The only thing I can find online about that being missing is that it needs to enabled at device instantiation time and I presume these example applications would "know" to do that?
So my suspicion that this device's Vulkan driver is simply broken seems more likely. It's running a weird fork of Debian provided by the SBC manufacturer, so it's likely an issue with the drivers they got from PowerVR or how they packaged them, so if I want to pursue this further, I should reach out to them, but as I said I am fine with the OpenGL backend for my needs.
So how I resolved my issues on this test machine last month was to iterate through all of the adapters and filter out any adapter where
is_webgpu_compliantreturnsfalse.

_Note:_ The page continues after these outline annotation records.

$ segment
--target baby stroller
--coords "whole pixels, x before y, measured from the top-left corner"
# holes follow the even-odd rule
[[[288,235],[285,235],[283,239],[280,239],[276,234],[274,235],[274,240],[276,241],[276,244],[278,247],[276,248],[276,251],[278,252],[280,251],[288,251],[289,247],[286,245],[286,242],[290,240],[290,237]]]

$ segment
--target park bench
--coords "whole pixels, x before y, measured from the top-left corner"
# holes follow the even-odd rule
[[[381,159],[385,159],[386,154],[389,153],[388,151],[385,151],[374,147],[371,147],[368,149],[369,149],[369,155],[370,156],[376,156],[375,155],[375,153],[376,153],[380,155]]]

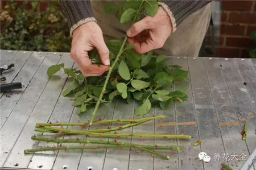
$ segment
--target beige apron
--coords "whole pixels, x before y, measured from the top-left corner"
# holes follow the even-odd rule
[[[123,39],[130,23],[121,24],[113,14],[103,13],[103,4],[106,1],[91,1],[92,8],[97,23],[103,31],[105,40]],[[187,17],[177,27],[157,54],[171,56],[197,57],[207,33],[212,14],[212,3]]]

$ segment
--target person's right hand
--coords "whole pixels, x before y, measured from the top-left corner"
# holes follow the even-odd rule
[[[88,52],[94,48],[104,65],[93,64],[89,58]],[[86,77],[100,76],[109,69],[109,51],[104,42],[102,31],[96,22],[86,23],[73,31],[71,56]]]

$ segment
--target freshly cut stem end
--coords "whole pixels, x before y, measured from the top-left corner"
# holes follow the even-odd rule
[[[148,145],[141,145],[137,144],[132,144],[125,142],[120,142],[117,141],[104,141],[101,140],[86,140],[86,139],[53,139],[43,138],[41,136],[32,136],[31,139],[38,141],[43,141],[47,143],[92,143],[98,144],[109,144],[114,146],[126,146],[127,147],[141,147],[143,148],[154,150],[177,150],[180,151],[182,150],[181,147],[172,147],[172,146],[148,146]]]
[[[150,117],[147,118],[143,118],[137,119],[100,119],[97,121],[94,121],[93,123],[109,123],[113,122],[129,122],[129,123],[137,123],[139,122],[144,122],[144,121],[150,121],[155,119],[162,119],[165,117],[164,115],[161,115],[155,117]],[[86,126],[89,125],[89,122],[56,122],[56,123],[36,123],[36,127],[42,127],[45,126]]]
[[[24,150],[24,154],[31,154],[42,151],[56,151],[56,150],[96,150],[96,149],[107,149],[107,148],[135,148],[140,149],[151,154],[153,154],[156,155],[158,155],[165,159],[168,159],[169,156],[163,155],[162,154],[150,150],[148,150],[139,146],[114,146],[114,145],[105,145],[105,146],[60,146],[56,147],[46,147],[41,148],[38,149],[32,149],[32,150]]]
[[[93,136],[100,137],[129,137],[129,136],[135,136],[135,137],[158,137],[158,138],[184,138],[190,139],[191,136],[188,135],[168,135],[168,134],[125,134],[125,133],[118,133],[118,134],[109,134],[109,133],[102,133],[102,132],[94,132],[92,131],[88,131],[86,130],[77,130],[72,129],[65,129],[57,127],[53,127],[50,126],[44,126],[42,128],[43,130],[46,130],[47,132],[49,130],[56,131],[57,132],[66,132],[69,134],[84,134]]]

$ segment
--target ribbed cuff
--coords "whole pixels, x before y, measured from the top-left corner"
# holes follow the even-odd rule
[[[73,35],[73,32],[75,31],[75,30],[78,27],[82,25],[84,23],[88,23],[89,22],[92,22],[92,21],[96,22],[96,19],[94,17],[89,17],[89,18],[80,20],[80,21],[79,21],[78,22],[77,22],[76,23],[73,24],[73,26],[72,26],[71,28],[70,28],[70,31],[69,31],[70,35],[71,36]]]
[[[63,10],[68,20],[70,34],[81,24],[96,21],[89,0],[59,0]]]
[[[159,3],[159,5],[161,5],[166,10],[169,15],[172,21],[172,24],[173,24],[173,31],[174,31],[176,30],[176,27],[185,18],[211,1],[209,0],[161,0],[161,2]]]
[[[174,18],[174,14],[172,14],[169,7],[164,3],[159,2],[158,5],[161,6],[166,10],[166,13],[167,13],[168,15],[169,16],[170,19],[171,19],[171,22],[172,26],[172,32],[173,32],[175,31],[177,27],[177,24],[176,24],[176,19]]]

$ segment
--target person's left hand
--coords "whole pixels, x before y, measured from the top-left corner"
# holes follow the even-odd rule
[[[163,47],[172,32],[171,19],[166,10],[158,7],[154,16],[147,16],[134,24],[127,31],[128,42],[134,45],[134,50],[143,53]]]

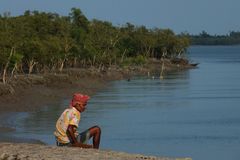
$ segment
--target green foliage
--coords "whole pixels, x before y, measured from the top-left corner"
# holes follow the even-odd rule
[[[188,35],[131,23],[116,27],[107,21],[89,21],[77,8],[69,16],[39,11],[0,16],[1,72],[6,64],[8,72],[19,64],[29,74],[46,68],[143,65],[148,58],[181,56],[188,46]]]
[[[131,66],[131,65],[141,66],[141,65],[144,65],[146,62],[147,60],[144,56],[138,55],[137,57],[126,58],[120,65],[121,66]]]

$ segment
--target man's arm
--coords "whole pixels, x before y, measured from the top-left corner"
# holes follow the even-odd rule
[[[75,126],[74,125],[69,125],[68,126],[67,133],[69,135],[69,138],[71,138],[74,147],[93,148],[92,145],[82,144],[82,143],[77,141],[77,139],[75,137],[75,134],[74,134],[75,133]]]

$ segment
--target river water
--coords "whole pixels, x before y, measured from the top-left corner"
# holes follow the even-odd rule
[[[101,148],[194,160],[240,159],[240,46],[192,46],[197,69],[111,82],[82,114],[79,130],[99,125]],[[154,79],[152,78],[154,76]],[[70,97],[70,96],[69,96]],[[54,145],[55,122],[69,99],[1,120],[2,137]],[[2,115],[2,119],[6,119]]]

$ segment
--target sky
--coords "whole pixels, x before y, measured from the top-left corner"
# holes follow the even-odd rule
[[[68,15],[80,8],[89,19],[121,26],[130,22],[147,28],[170,28],[175,33],[225,35],[240,31],[240,0],[0,0],[0,14],[26,10]]]

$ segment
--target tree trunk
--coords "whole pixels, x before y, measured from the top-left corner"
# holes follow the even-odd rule
[[[10,60],[11,60],[11,57],[12,57],[13,53],[14,53],[14,48],[12,47],[11,52],[10,52],[10,55],[9,55],[9,57],[8,57],[8,61],[7,61],[7,63],[5,64],[5,67],[4,67],[4,69],[3,69],[3,76],[2,76],[3,84],[6,84],[6,82],[7,82],[7,80],[6,80],[7,69],[8,69],[8,65],[9,65],[9,63],[10,63]]]
[[[32,73],[32,71],[33,71],[33,68],[34,68],[34,66],[37,64],[37,62],[34,62],[34,60],[32,59],[32,60],[30,60],[30,62],[28,63],[28,74],[31,74]]]

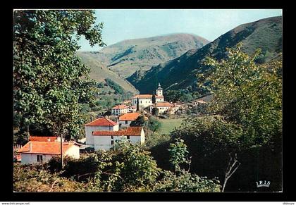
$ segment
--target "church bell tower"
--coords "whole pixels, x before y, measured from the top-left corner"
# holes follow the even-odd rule
[[[155,93],[158,96],[162,96],[162,88],[161,87],[159,82],[159,87],[156,89]]]

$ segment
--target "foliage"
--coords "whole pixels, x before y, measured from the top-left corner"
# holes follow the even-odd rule
[[[115,94],[124,94],[124,89],[123,88],[120,86],[118,84],[111,80],[110,78],[106,78],[105,79],[106,82],[109,86],[112,87],[113,89],[115,91]]]
[[[181,170],[181,164],[190,164],[190,161],[187,158],[189,152],[184,140],[178,138],[175,140],[175,143],[171,143],[168,150],[170,154],[170,162],[175,172],[177,172]]]
[[[15,192],[100,192],[91,183],[82,184],[51,174],[39,165],[13,166],[13,191]]]
[[[171,102],[183,101],[188,102],[201,97],[197,92],[187,89],[168,90],[164,93],[166,101]]]
[[[137,119],[130,123],[130,127],[142,127],[145,124],[145,118],[144,116],[140,116]]]
[[[162,175],[162,179],[154,186],[154,192],[220,192],[220,182],[216,178],[209,180],[184,170],[178,175],[168,170],[164,171]]]
[[[153,132],[155,132],[161,129],[161,123],[157,120],[157,118],[152,116],[149,118],[147,127],[148,129],[152,130]]]
[[[247,136],[241,142],[245,146],[261,146],[281,135],[281,60],[256,64],[259,50],[251,56],[240,44],[228,51],[226,60],[209,58],[206,62],[213,68],[202,76],[214,93],[209,111],[242,126]]]
[[[14,11],[13,108],[20,127],[36,123],[56,134],[79,135],[80,103],[91,102],[94,82],[76,51],[84,36],[91,46],[101,42],[102,24],[94,11]]]
[[[154,107],[151,112],[152,115],[154,115],[156,116],[158,116],[159,115],[159,109],[156,107]]]

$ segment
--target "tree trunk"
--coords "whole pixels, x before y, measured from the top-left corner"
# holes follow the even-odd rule
[[[240,162],[238,161],[238,156],[237,156],[236,153],[235,154],[235,156],[233,159],[230,153],[228,153],[228,154],[229,154],[230,159],[229,159],[228,165],[227,166],[227,168],[225,173],[224,182],[222,187],[223,192],[224,192],[227,181],[231,177],[231,175],[236,171],[236,170],[240,165]]]

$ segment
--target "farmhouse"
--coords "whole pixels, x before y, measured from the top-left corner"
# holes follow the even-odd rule
[[[145,142],[145,134],[142,127],[129,127],[119,131],[94,131],[94,150],[110,149],[115,142],[120,140],[128,140],[132,144],[143,144]]]
[[[97,118],[94,121],[86,124],[85,127],[85,137],[86,144],[93,145],[94,137],[92,135],[93,131],[97,130],[109,130],[109,131],[118,131],[119,125],[118,123],[112,121],[110,119],[101,118]]]
[[[126,113],[119,117],[117,121],[119,127],[129,127],[131,122],[135,120],[141,114],[138,113]]]
[[[128,111],[128,106],[126,105],[118,105],[112,108],[111,114],[115,116],[120,116],[124,113],[127,113]]]
[[[159,113],[163,113],[166,111],[168,111],[170,108],[174,106],[173,104],[170,104],[169,102],[158,102],[155,104],[155,107],[159,108]]]
[[[50,141],[51,139],[54,141]],[[61,155],[61,139],[57,142],[57,137],[32,137],[30,139],[32,141],[18,151],[20,154],[22,163],[47,162],[54,156]],[[63,155],[79,159],[79,144],[63,142],[62,146]]]
[[[159,83],[159,87],[155,91],[155,102],[164,101],[164,97],[163,96],[163,89]],[[139,102],[139,108],[144,108],[153,105],[152,94],[137,94],[132,97],[132,105],[137,106],[137,101]]]

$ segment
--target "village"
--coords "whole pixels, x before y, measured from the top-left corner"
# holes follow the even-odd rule
[[[92,117],[85,125],[85,137],[77,142],[65,141],[57,136],[29,136],[27,144],[14,147],[14,161],[23,164],[44,163],[61,154],[78,159],[82,153],[110,150],[119,141],[144,144],[147,136],[143,127],[130,126],[139,117],[147,120],[152,116],[173,116],[178,111],[186,113],[188,106],[206,104],[202,99],[190,104],[166,101],[160,83],[154,93],[137,94],[124,101],[111,109],[110,116]]]

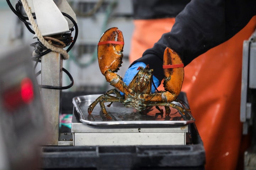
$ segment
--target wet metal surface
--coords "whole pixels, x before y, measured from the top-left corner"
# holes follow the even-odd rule
[[[129,125],[139,124],[145,125],[158,125],[175,126],[184,125],[194,122],[194,119],[189,112],[183,115],[177,110],[170,107],[171,113],[169,116],[165,115],[163,106],[160,106],[164,110],[161,115],[158,110],[153,107],[139,112],[133,108],[126,108],[121,103],[113,103],[110,107],[107,106],[109,103],[105,103],[108,114],[112,119],[108,120],[103,115],[99,103],[95,106],[91,115],[87,112],[89,106],[100,95],[93,95],[77,96],[73,98],[75,108],[79,115],[80,120],[87,125],[95,126]],[[179,104],[176,102],[175,104]]]

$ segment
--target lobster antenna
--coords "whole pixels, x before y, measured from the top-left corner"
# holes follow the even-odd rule
[[[155,85],[155,83],[154,82],[154,80],[153,80],[153,76],[151,77],[151,81],[153,84],[153,85],[154,86],[154,87],[155,87],[156,90],[156,91],[157,91],[158,92],[159,92],[159,91],[158,91],[158,90],[157,89],[157,87]]]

I just didn't expect the listing of adapters to include non-compliant drivers by default, so I don't think the crash when using a non-compliant driver is "your fault" but I might want the adapters list to pre-filter by default and you have to manually opt-in for the non-compliant drivers where the developer really has to know what they're doing and know whatwgpuis doing under the hood to use it safely.
We do filter non-compliant Vulkan drivers out by default but not non-compliant WebGPU drivers since we have DownlevelFlags which tell you what functionality is missing that makes the device not WebGPU compliant. This is so that we have a wider reach, maybe we should reconsider this being the default but it's not something users have requested yet AFAIK.
The only thing I can find online about that being missing is that it needs to enabled at device instantiation time and I presume these example applications would "know" to do that?
They should, we enable it for example.
So my suspicion that this device's Vulkan driver is simply broken seems more likely. It's running a weird fork of Debian provided by the SBC manufacturer, so it's likely an issue with the drivers they got from PowerVR or how they packaged them, so if I want to pursue this further, I should reach out to them, but as I said I am fine with the OpenGL backend for my needs.
It does seem like something is misconfigured.